Monday, February 23, 2009

ABCP needs transparency, disclosure: SIO

By Doug Watt.
Originally published on Advisor.ca

The route to regulatory repair of Canada's besieged asset-backed commercial paper (ABCP) market is through mandated transparency and disclosure, according to a submission on the recent ABCP crisis by the Social Investment Organization (SIO), the national association for socially responsible investment.
Canada's $35 billion non-bank ABCP market ground to a halt in August 2007, largely due to concerns over the collapse of the U.S. sub-prime mortgage industry.
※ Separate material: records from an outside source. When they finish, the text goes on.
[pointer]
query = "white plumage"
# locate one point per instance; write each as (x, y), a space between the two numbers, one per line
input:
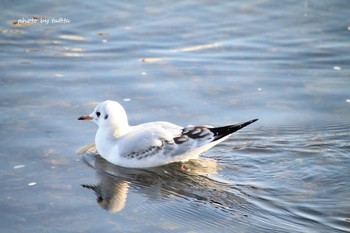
(150, 144)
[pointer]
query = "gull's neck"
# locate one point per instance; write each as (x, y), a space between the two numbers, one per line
(107, 135)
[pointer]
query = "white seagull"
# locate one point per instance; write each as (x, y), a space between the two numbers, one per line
(151, 144)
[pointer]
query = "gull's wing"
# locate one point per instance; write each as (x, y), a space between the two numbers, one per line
(165, 141)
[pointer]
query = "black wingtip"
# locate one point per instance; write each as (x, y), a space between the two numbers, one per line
(221, 132)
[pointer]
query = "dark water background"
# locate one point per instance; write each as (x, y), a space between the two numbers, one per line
(188, 62)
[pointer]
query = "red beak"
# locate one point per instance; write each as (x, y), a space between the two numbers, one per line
(85, 117)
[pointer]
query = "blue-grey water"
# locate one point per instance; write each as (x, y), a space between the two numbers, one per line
(188, 62)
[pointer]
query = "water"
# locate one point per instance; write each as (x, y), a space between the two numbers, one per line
(190, 62)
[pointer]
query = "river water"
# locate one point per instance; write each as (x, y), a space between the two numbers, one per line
(187, 62)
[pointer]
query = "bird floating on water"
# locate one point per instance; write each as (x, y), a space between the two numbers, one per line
(151, 144)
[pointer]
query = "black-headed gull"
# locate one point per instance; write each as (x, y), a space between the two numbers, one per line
(151, 144)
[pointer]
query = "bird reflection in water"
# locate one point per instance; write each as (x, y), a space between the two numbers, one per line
(189, 180)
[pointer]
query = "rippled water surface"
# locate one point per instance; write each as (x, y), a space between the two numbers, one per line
(188, 62)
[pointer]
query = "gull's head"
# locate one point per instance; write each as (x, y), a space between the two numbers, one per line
(108, 114)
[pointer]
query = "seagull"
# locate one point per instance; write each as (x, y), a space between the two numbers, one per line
(151, 144)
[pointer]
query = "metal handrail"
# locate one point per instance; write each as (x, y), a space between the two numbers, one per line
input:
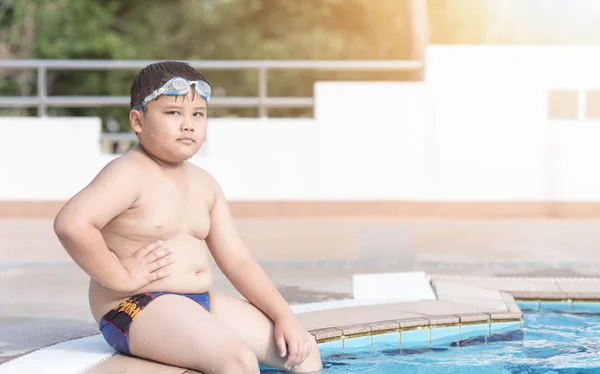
(42, 101)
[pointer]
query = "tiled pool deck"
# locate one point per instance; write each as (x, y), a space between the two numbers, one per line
(475, 281)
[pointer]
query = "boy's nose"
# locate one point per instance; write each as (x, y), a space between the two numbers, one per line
(188, 126)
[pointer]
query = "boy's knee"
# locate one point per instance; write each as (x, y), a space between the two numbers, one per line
(313, 363)
(242, 361)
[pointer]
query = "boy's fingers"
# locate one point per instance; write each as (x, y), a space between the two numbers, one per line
(293, 354)
(160, 263)
(149, 248)
(157, 254)
(280, 342)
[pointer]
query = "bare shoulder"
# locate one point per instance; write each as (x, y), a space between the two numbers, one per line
(206, 180)
(112, 191)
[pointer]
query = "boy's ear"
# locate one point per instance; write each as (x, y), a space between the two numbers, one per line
(135, 119)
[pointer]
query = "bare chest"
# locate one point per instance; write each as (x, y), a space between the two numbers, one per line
(166, 210)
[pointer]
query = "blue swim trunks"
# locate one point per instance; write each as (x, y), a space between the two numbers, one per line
(115, 324)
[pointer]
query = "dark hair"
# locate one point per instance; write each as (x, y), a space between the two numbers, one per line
(155, 75)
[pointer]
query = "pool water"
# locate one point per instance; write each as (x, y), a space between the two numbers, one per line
(551, 341)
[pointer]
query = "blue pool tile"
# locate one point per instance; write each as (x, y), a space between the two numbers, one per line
(555, 306)
(586, 307)
(471, 331)
(415, 338)
(332, 346)
(443, 335)
(529, 306)
(392, 338)
(361, 343)
(505, 326)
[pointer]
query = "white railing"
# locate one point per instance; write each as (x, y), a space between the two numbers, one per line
(118, 142)
(42, 101)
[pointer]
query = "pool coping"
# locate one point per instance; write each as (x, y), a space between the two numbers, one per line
(472, 303)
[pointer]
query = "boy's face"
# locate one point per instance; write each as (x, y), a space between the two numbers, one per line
(172, 128)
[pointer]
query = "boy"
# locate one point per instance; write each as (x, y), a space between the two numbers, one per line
(143, 230)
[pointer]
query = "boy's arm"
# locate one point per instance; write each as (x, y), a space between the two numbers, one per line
(236, 262)
(78, 224)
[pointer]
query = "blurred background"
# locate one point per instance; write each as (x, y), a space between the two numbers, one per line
(448, 136)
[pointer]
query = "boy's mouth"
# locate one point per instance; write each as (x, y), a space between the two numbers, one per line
(186, 140)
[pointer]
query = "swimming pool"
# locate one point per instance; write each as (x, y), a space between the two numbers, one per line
(555, 338)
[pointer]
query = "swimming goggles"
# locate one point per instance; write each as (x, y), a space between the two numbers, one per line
(178, 87)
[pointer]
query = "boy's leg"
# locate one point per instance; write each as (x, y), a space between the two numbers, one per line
(178, 331)
(255, 330)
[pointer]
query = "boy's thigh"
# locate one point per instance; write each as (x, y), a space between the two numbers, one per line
(178, 331)
(255, 329)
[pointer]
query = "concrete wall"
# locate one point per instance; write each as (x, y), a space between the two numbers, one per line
(477, 129)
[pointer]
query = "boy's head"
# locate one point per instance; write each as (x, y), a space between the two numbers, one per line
(168, 110)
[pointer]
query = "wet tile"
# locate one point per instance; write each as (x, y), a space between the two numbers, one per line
(443, 320)
(351, 316)
(439, 307)
(497, 327)
(330, 347)
(495, 316)
(540, 295)
(558, 306)
(361, 343)
(445, 288)
(518, 285)
(383, 325)
(488, 304)
(326, 333)
(413, 322)
(392, 338)
(529, 306)
(354, 329)
(586, 307)
(444, 335)
(470, 331)
(579, 287)
(414, 338)
(473, 317)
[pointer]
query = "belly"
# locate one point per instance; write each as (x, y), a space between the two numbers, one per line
(191, 273)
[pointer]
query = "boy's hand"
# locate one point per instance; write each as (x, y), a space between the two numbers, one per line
(147, 265)
(292, 339)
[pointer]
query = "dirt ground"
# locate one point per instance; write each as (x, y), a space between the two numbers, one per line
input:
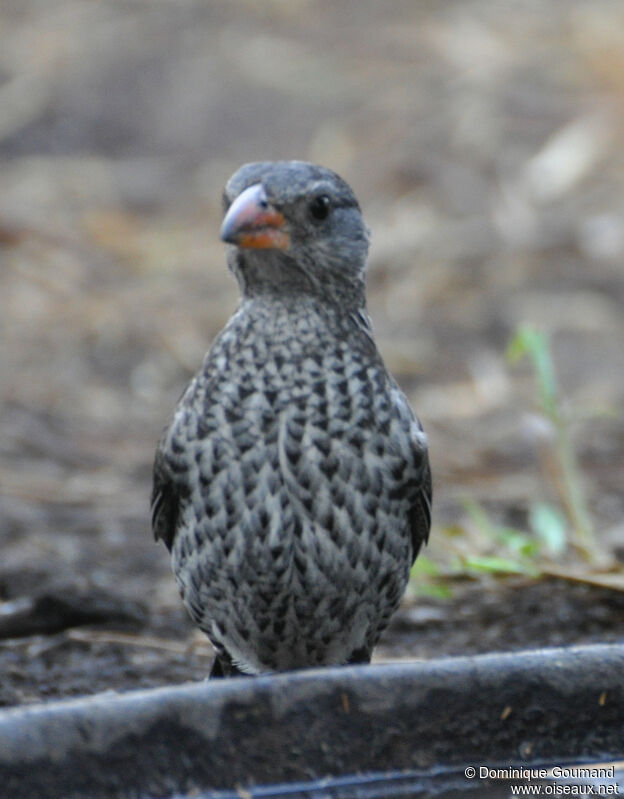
(484, 141)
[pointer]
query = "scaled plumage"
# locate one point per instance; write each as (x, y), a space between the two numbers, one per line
(292, 485)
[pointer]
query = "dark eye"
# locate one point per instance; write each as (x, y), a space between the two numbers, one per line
(319, 207)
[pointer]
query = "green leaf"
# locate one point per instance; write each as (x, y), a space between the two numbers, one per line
(549, 525)
(499, 565)
(434, 590)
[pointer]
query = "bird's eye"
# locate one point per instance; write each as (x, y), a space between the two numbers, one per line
(319, 207)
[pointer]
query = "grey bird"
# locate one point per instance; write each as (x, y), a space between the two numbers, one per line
(292, 485)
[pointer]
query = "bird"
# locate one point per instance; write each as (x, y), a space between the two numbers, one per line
(292, 484)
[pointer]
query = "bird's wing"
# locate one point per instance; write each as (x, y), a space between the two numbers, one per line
(165, 500)
(420, 511)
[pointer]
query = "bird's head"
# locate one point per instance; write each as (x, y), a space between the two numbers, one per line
(295, 228)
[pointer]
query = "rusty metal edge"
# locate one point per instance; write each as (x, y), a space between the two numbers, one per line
(551, 705)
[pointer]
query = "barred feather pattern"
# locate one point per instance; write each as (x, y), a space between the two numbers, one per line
(292, 487)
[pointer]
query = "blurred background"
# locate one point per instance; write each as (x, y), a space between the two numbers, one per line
(484, 141)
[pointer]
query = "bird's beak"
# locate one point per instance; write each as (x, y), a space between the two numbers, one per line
(252, 222)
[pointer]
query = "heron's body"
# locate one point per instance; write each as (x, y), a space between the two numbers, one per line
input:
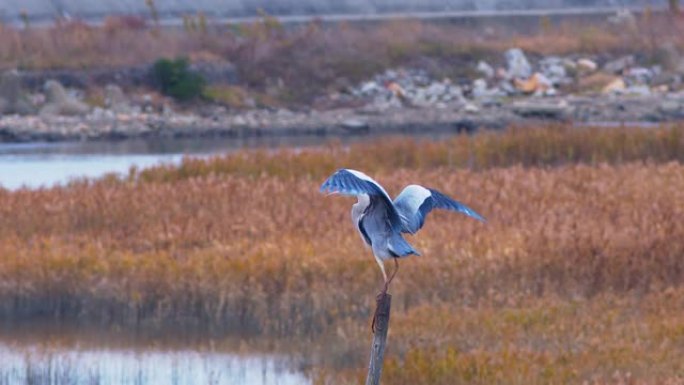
(381, 221)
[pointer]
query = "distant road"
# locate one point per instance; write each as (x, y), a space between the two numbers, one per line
(450, 15)
(43, 12)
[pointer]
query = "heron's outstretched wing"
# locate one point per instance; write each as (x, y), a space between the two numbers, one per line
(416, 202)
(352, 182)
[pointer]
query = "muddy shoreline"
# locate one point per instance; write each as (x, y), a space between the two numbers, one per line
(340, 122)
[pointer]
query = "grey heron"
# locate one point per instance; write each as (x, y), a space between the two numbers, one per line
(381, 221)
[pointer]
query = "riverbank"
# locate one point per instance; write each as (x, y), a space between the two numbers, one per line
(468, 117)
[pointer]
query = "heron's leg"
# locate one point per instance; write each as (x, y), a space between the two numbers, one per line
(382, 292)
(384, 274)
(396, 269)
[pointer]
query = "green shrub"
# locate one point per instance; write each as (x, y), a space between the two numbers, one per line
(175, 79)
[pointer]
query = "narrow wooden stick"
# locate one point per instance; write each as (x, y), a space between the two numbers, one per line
(381, 323)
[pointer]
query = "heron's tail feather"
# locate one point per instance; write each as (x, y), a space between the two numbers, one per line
(401, 248)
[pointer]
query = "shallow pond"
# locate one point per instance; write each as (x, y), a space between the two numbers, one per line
(38, 364)
(46, 164)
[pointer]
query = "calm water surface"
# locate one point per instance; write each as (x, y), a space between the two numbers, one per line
(46, 164)
(36, 165)
(39, 364)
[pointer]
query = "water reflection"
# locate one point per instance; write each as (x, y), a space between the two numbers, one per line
(36, 364)
(45, 164)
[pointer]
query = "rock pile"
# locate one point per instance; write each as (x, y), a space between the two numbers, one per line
(59, 102)
(13, 97)
(407, 87)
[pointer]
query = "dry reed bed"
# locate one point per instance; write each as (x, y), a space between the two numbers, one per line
(271, 255)
(576, 276)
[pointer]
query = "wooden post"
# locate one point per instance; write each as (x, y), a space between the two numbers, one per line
(381, 323)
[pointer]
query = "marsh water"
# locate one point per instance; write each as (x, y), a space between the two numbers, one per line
(35, 165)
(38, 364)
(66, 354)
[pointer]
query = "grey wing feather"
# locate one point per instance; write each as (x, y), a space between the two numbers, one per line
(352, 182)
(416, 202)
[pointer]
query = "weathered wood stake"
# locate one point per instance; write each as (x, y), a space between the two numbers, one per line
(381, 323)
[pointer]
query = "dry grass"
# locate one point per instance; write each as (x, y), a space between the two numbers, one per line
(576, 277)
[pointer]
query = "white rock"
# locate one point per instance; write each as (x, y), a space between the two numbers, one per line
(518, 67)
(485, 69)
(587, 65)
(471, 108)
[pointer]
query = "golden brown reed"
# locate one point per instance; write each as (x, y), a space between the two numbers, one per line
(576, 276)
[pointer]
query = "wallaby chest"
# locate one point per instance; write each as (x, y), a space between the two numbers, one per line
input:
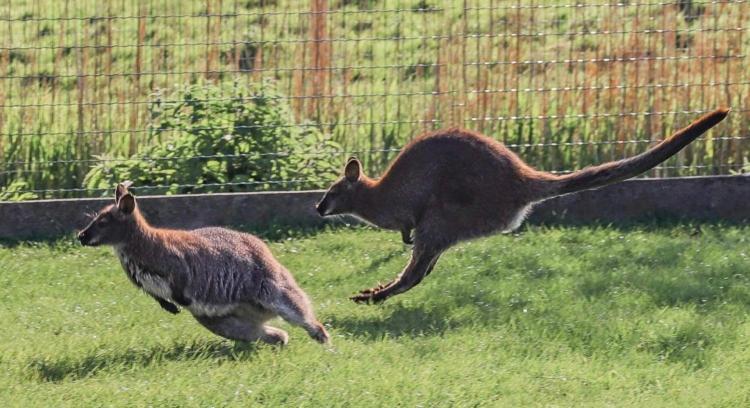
(144, 276)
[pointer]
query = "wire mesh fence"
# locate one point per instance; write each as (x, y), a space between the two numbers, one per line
(243, 95)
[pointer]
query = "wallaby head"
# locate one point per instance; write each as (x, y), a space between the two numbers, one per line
(114, 223)
(340, 197)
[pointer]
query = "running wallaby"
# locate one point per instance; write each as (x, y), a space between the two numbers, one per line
(454, 185)
(228, 280)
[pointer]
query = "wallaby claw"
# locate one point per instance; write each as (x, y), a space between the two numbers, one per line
(406, 236)
(370, 296)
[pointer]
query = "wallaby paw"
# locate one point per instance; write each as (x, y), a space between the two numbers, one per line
(320, 334)
(370, 296)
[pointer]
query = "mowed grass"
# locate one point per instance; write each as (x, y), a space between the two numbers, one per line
(637, 316)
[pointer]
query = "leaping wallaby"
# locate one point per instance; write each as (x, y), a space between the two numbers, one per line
(228, 280)
(454, 185)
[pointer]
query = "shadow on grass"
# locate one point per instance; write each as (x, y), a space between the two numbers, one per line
(400, 321)
(73, 368)
(377, 263)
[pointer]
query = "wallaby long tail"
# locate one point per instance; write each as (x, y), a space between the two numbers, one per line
(612, 172)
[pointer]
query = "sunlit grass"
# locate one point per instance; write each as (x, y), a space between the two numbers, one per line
(639, 316)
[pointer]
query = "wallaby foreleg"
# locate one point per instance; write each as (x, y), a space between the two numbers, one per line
(167, 305)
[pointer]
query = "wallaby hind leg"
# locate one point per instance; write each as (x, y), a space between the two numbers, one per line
(294, 307)
(420, 265)
(242, 329)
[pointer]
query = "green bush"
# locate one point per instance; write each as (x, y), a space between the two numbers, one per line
(222, 138)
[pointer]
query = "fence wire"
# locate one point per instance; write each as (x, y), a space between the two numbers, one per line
(247, 95)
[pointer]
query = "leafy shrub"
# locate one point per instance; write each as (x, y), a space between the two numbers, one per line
(222, 138)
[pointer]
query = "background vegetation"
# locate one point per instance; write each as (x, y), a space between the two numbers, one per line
(638, 316)
(564, 84)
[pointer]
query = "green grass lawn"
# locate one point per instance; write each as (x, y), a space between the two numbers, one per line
(638, 316)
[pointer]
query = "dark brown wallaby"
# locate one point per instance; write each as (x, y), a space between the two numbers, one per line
(228, 280)
(455, 185)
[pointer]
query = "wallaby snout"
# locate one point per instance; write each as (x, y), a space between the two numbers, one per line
(322, 207)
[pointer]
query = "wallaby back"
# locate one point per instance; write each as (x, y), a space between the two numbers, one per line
(612, 172)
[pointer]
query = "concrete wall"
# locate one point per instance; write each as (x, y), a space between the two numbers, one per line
(694, 198)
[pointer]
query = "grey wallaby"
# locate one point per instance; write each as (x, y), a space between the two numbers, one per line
(229, 281)
(454, 185)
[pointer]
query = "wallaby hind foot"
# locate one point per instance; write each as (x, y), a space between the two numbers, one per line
(238, 329)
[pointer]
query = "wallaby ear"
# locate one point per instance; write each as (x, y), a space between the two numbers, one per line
(126, 203)
(353, 169)
(122, 189)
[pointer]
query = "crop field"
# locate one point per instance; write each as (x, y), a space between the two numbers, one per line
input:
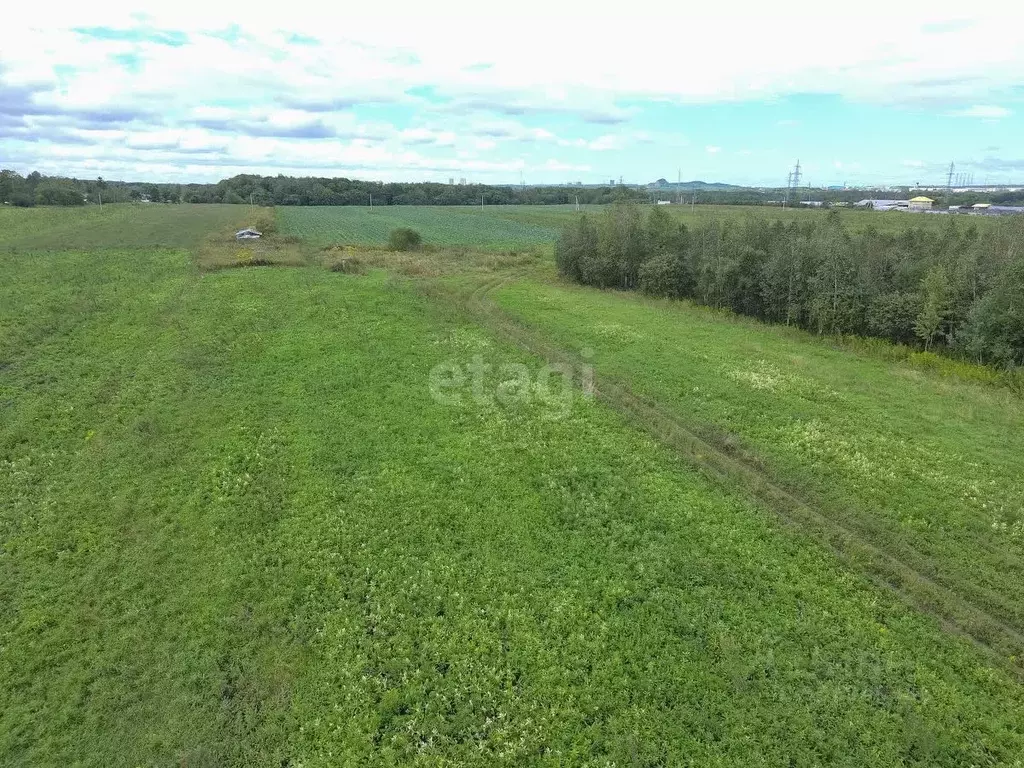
(439, 226)
(511, 227)
(242, 524)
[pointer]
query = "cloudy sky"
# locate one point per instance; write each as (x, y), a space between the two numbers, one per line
(497, 92)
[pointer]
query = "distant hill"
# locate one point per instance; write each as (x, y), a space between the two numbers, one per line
(695, 184)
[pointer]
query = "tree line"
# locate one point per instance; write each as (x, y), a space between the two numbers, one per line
(290, 190)
(955, 290)
(36, 188)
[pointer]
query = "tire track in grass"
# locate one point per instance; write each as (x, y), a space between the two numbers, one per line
(718, 458)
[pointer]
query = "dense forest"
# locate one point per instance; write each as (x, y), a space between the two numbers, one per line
(954, 290)
(291, 190)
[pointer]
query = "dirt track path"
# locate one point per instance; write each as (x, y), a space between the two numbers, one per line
(857, 545)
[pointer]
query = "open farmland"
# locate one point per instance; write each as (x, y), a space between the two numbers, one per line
(97, 227)
(239, 527)
(510, 227)
(438, 225)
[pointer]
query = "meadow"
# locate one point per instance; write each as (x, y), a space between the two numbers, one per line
(511, 227)
(238, 528)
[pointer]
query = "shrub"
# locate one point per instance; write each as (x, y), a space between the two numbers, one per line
(404, 239)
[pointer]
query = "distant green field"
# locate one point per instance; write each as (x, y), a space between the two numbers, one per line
(504, 227)
(438, 225)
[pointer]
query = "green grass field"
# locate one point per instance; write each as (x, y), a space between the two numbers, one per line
(237, 528)
(511, 227)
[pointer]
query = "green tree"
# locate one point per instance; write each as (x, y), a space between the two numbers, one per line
(935, 305)
(836, 304)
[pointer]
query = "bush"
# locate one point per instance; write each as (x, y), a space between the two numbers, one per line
(58, 196)
(404, 239)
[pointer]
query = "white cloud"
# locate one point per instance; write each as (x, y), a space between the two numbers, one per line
(605, 142)
(982, 111)
(465, 78)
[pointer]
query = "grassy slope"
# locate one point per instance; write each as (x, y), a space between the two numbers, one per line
(502, 227)
(237, 530)
(117, 226)
(932, 464)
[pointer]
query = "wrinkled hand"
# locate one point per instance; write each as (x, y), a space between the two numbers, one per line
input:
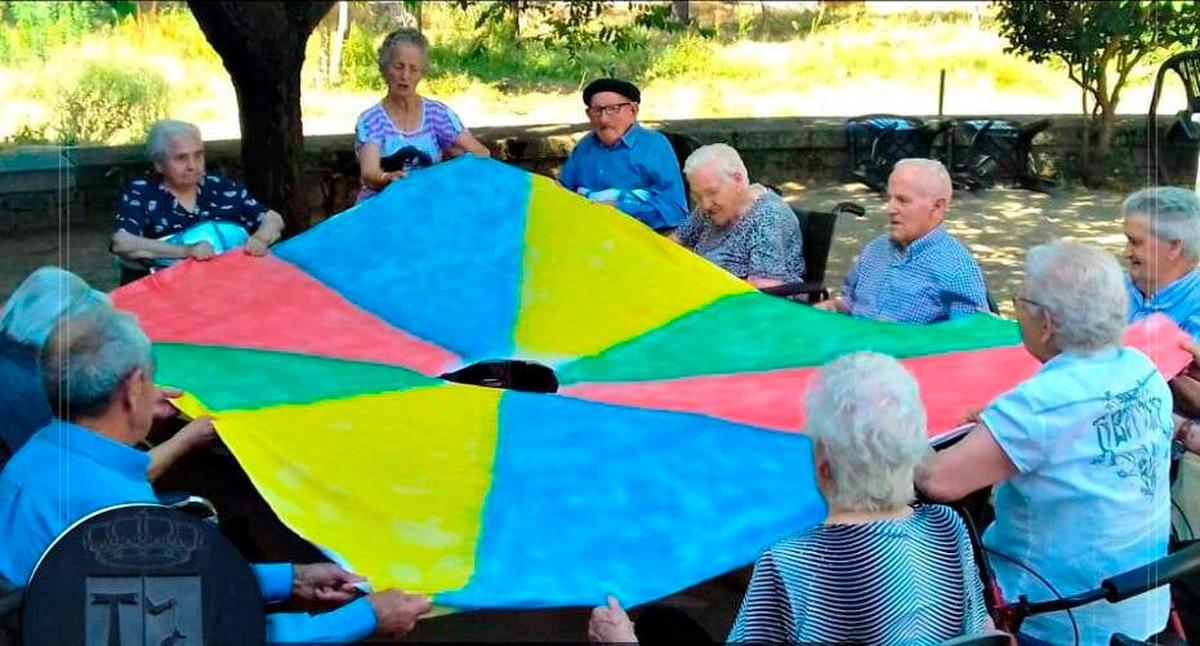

A massive restructuring effort led by Purdy Crawford was finally completed in January, bringing the 17-month saga to a close.
Last fall, the Canadian Securities Administrators asked for comments on new regulatory proposals related to ABCP.
"We believe that the root cause of this market failure was a lack of transparency and disclosure by the issuers of ABCP in Canada, particularly with regard to the non-financial aspects of the underlying assets," says SIO executive director Eugene Ellmen.
Although sub-prime mortgages were a small part of the Canadian ABCP market, the panic they generated in the U.S. led to a crisis in confidence in the overall credit markets, affecting other structured products, such as collateralized debt obligations and credit default swaps.
Ellmen notes that some industry observers, such as Innovest Strategic Value Advisors, identified weaknesses in the credit market based on environmental, social and governance (ESG) issues as far back as 2006. "The analysis conducted by Innovest in a review of bank credit markets found that rising home ownership combined with lower real wages was putting the sub-prime mortgage market at real risk."
In hindsight, Ellmen says, these non-financial or ESG risks posed significant threats to the safety of the credit markets. "So we have to ask ourselves why these risks were not properly identified by the market and priced into mortgage-based securities and other structured finance products such as ABCP."
The SIO believes that if these risks had been properly disclosed and the information disseminated into the market, many analysts and investors would have been reluctant to purchase ABCP, reducing liquidity for these instruments and mitigating the impact of their subsequent collapse.
"The underlying risk of sub-prime mortgages was an ESG risk, not a financial risk," Ellmen concludes in his submission. "The lack of a disclosure framework prevented analysts and investors from incorporating such risks into their assessment of asset-back securities, resulting in a disastrous over-subscription to this market."
The SIO recommends that issuers or originators of ABCP should be reporting issuers, subject to prospectus and continuous disclosure requirements, which should include material environmental, social and governance risks, as well as key performance indicators to enable analysts and investors to assess the non-financial aspects of such offerings.
"ESG policies and practices should be outlined in the annual information form and the management discussion and analysis as part of the continuous disclosure requirements."
The SIO also suggests that while credit rating agencies, which took a share of the blame for the ABCP crisis, should be subjected to a regulatory framework, mandated disclosure of information from issuers to the rating agencies should not a be a part of this framework.
"The role of credit rating agencies is to assist investors in making a decision about a credit product, not to release all the relevant information on that product into the market. Markets only operate efficiently if issuers release all material information on their securities through a continuous disclosure basis."